Oskar Kolberg w XIX wieku pisał: „W święto Wniebowzięcia NP, czyli Matki Boskiej Zielnej, każda gospodyni znosi do kościoła snopki ziół ogrodowych i polnych podówczas kwitnących , ze szczerą wiarą, że poświęcenie przez kapłana powiększa ich moc uzdrawiającą i zachowawczą. Gdy natłok gospodyń z temi snopeczkami jest wielkim, kapłan wychodzi przed nabożeństwem na cmentarz kościelny, gdzie kobiety klęczą uszykowane, trzymając każda swój snopeczek, a odmówiwszy modlitwę i pokropiwszy zioła święconą wodą, wraca do kościoła. Zioła te przechowują się w chacie na siostrzanie, na oknie, za obrazami itd. Garść z nich wrzuca się następnie, w miarę potrzeby, do gotującej się w garnku wody, którą po przestygnięciu lub doprawieniu zimną wodą, wraz z dorzuceniem otręb pszennych lub ospy jęczmiennej, daje się bydłu pić przez kilka dni”.

Dawniej, po powrocie z kościoła, najczęściej gospodarz zatrzymywał się na progu domu, żegnał się krzyżem i mówił: „Wianek od Zielnej Pani trza zawiesić w komorze, by rok zdrowiem darował i łaską obejmował”. Zasuszony bukiet wieszano w budynkach gospodarczych lub w domu, gdzie najczęściej kładziono go za świętym obrazem. Zioła z poświęconej wiązanki dodawano do różnego rodzaju domowych herbat i wywarów stosowanych w leczeniu ludzi i zwierząt gospodarskich. Okadzano nimi izbę i obejście dla ochrony przed burzą, pożarem i morem. Z poświęconych kłosów wykruszano ziarna pod pierwszy zasiew. Zioła, które same w sobie miały moc uzdrawiającą, w poświęconej wiązance stawały się znakami obecności w naszym życiu przemożnej Opiekunki i Uzdrowicielki, która z wysokości nieba z miłością spogląda na swoje dzieci.

Miesiąc sierpień to miesiąc świąt maryjnych, pielgrzymek do tronu Matki na Jasnej Górze, ale i wielu narodowych wspomnień i rocznic.
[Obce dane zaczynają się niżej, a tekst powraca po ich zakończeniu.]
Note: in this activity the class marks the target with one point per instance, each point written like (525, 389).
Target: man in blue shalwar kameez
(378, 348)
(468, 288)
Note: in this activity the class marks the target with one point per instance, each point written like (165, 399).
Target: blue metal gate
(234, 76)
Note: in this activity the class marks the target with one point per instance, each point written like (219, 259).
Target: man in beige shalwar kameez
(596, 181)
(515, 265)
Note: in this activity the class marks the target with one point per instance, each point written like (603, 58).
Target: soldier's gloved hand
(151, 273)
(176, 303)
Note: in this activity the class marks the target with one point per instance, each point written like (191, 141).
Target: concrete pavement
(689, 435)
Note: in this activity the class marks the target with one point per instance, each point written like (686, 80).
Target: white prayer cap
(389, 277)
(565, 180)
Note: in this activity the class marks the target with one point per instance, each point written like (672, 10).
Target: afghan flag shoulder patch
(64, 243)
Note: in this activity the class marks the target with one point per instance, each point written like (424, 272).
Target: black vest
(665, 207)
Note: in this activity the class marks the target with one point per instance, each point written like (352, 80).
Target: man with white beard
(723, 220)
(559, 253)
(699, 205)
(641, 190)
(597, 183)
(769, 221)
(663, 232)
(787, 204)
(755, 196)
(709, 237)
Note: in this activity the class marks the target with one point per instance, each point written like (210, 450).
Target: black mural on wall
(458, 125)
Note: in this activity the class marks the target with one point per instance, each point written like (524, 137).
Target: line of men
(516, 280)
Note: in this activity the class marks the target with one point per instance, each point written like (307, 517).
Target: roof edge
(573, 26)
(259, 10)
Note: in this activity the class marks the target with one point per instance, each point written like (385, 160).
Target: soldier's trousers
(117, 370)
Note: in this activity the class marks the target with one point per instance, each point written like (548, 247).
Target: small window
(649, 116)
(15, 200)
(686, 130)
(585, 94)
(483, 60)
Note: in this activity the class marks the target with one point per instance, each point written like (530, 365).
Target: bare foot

Skłania nas do pytania o naszą miłość do Ojczyzny, do tego, co ją stanowi i wyraża, pytania o nasz patriotyzm.

Jednak, jak mówi poeta Kazimierz Węgrzyn w wierszu “Wierzę, że w imię Matki…”, trzeba mieć nadzieję:

tyle trudnych pytań stoi wciąż przed nami
o los naszej Ojczyzny – o nasze sumienie
na żadne z nich nie znamy przecież odpowiedzi
oprócz tej że Bóg jest dobry – dobry nieskończenie
że wciąż nam przecież rzuca ratunkowe koła
że wciąż nam daje z nieba nadzwyczajne znaki
że w nas nie zwątpił dotąd – chociaż my wątpimy
czy potrafimy odnaleźć Jego Boże szlaki
sam oto czule pukasz różańcem do nieba
Bóg tych co w Niego wierzą nie trzyma za progiem
i choć mój Naród ciężko poraniony grzechem
wierzę że w imię Matki będzie stał przed Bogiem! Amen.